“...no Petitions can be hereafter attended to unless they contain all the requisites...”
Given that so many petitioners failed to provide the preferred information in their applications, the Provincial Secretary’s Office issued a public statement in 1817 outlining the proper format required for land petitions. Applicants were required to supply their place of birth, current place of residence, residency for the previous 5 years, marital status, previous land grants, location of land currently under application, ability to develop the land, and the promise that the land was not intended for re-sale. Even with such strict guidelines, there was room for individuality. Land petitions were more than a simple paint-by-number canvass, and a number of Scottish immigrants coloured outside the lines.
On a return trip from the West Indies to Scotland, Robert Hendry was taken prisoner while aboard the ship Hope of Glencoe. Transported to Salem, Massachusetts, Hendry would there remain for the next 8 months, and when released was granted a regular pass from the Commissary of Prisoners at Halifax. This he was granted on July 8, 1813 by order of Commodore Broke. Permitted to proceed to Saint John, New Brunsick, Hendry moved further inland to Hampton, Kings County where he applied for a parcel of land in 1814. In his land petition, Hendry indicated that he had been raised in the “Farming business”, and “being well satisfied with the country, wishes to become a settler.” A testimonial submitted on his behalf promised that Hendry had proper leave to come to New Brunswick, and that Hendry had produced his capture discharge papers. Apparently during the six months that Hendry had been resident in Hampton, he conducted himself in a regular and proper fashion. Presumably Mr. Hendry sent for his wife and three children, who remained in Scotland, after the cessation of the Napoleonic Wars, the conflict which had so abruptly shifted Mr. Hendry’s course when taken prisoner in 1812. John Morrison, who petitioned for land in Richibucto, Kent County in 1819, had been aboard a British Man of War ship for 3 years during the same conflict, but provided no details of his experiences. He chased that brief detail with the promise that he had never received any previous allotment of land from the Crown.
When Archibald Stevenson petitioned for land in Charlotte County in 1826, he completed a land petition form (not standard practice until the 1840s). However, Stevenson added his own flavour and colour when he used the blank space set aside for the property boundaries to document his background and emigration motivations. He had been a highly successful farmer in Wigtonshire, paid a substantial yearly rent, and had more than enough capital to support himself and his business. Why leave Scotland when he had apparently been experiencing unprecedented prosperity? Stevenson explained that he was “compelled to emigrate in Consequence of the Change in agricultural Systems brought about by the last peace, and also by other misfortunes, and his attachment to the British Government & Constitution induced him to fix on North America as the Scene of his future Exertions”. Stevenson was also tremendously useful, perhaps indispensable even, to his neighbours.
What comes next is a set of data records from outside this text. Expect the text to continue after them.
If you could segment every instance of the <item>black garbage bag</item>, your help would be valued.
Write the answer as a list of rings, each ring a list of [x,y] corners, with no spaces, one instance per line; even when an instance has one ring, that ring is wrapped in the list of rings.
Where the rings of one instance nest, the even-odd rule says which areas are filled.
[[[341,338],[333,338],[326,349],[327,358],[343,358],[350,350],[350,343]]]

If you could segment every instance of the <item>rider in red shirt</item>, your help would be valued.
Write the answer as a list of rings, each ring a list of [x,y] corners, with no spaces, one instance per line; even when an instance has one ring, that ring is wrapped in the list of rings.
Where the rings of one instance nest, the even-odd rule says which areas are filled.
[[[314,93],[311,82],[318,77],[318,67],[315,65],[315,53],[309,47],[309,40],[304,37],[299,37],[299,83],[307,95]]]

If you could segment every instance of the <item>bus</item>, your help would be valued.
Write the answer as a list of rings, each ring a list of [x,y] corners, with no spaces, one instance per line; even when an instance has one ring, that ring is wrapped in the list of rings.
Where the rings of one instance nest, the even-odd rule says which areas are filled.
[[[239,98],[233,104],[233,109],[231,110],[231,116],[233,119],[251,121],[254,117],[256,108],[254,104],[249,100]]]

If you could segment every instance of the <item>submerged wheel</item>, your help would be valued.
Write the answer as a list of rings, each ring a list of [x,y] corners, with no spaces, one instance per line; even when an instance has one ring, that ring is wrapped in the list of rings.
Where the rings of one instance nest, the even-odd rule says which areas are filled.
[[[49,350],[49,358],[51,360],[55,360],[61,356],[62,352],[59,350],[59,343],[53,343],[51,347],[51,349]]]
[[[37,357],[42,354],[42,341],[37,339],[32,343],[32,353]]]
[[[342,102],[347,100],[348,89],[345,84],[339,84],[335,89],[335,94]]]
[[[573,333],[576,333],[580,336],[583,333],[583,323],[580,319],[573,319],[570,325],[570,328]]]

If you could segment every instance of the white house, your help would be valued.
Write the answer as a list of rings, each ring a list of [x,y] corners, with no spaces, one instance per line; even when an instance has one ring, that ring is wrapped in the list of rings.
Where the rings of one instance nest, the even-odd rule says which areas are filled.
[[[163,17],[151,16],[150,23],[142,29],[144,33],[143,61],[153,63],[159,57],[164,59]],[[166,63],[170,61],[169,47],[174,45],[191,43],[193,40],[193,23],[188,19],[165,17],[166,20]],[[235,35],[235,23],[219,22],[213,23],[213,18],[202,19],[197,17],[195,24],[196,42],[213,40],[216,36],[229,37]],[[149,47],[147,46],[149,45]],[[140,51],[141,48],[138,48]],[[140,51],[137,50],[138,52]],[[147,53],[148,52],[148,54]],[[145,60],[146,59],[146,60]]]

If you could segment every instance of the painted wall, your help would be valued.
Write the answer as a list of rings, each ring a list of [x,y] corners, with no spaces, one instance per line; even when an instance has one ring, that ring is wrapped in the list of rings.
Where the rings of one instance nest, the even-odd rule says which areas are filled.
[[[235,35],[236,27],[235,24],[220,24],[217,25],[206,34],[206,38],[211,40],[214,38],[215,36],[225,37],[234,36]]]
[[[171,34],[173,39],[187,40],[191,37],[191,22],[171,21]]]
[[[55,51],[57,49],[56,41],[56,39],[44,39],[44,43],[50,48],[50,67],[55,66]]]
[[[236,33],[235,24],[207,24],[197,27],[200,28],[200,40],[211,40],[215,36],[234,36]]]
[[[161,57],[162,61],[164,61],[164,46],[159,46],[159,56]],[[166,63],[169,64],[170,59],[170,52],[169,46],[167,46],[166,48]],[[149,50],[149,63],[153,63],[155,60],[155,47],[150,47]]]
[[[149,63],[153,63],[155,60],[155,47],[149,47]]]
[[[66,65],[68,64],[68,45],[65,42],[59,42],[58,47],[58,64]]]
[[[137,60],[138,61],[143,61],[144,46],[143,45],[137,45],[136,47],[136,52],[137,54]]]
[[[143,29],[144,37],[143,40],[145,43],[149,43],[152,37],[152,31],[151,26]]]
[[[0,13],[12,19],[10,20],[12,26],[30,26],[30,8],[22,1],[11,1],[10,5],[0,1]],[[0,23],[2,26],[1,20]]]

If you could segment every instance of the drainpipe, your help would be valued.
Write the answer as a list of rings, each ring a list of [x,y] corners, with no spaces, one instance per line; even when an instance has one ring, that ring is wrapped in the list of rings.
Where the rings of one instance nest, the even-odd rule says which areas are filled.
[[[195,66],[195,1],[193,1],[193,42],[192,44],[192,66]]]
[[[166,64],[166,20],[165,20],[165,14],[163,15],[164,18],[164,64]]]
As Stevenson noted in his petition, he was “glad to have it in his power to say that his Example and his Importation of Implements of Husbandry from his native Country have a good Effect upon his Neighbours.”
The census is often regarded as the starting point for research, but many of the first generations of Scots in New Brunswick did not survive until the 1851 census was taken. Land petitions personify immigrants in a way that few documents, outside of diaries and letters, do. Not one of the gentlemen profiled here can be found in the 1851 census, and their stories of struggle and success would be lost if not recorded in a land petition. This database contains over 1,000 land petitions submitted by Scottish immigrants from 1783-1851, providing a significant account of early Scottish settlement experiences in New Brunswick.. Land petitions give early Scottish immigrants a voice, and it is about time that they were heard.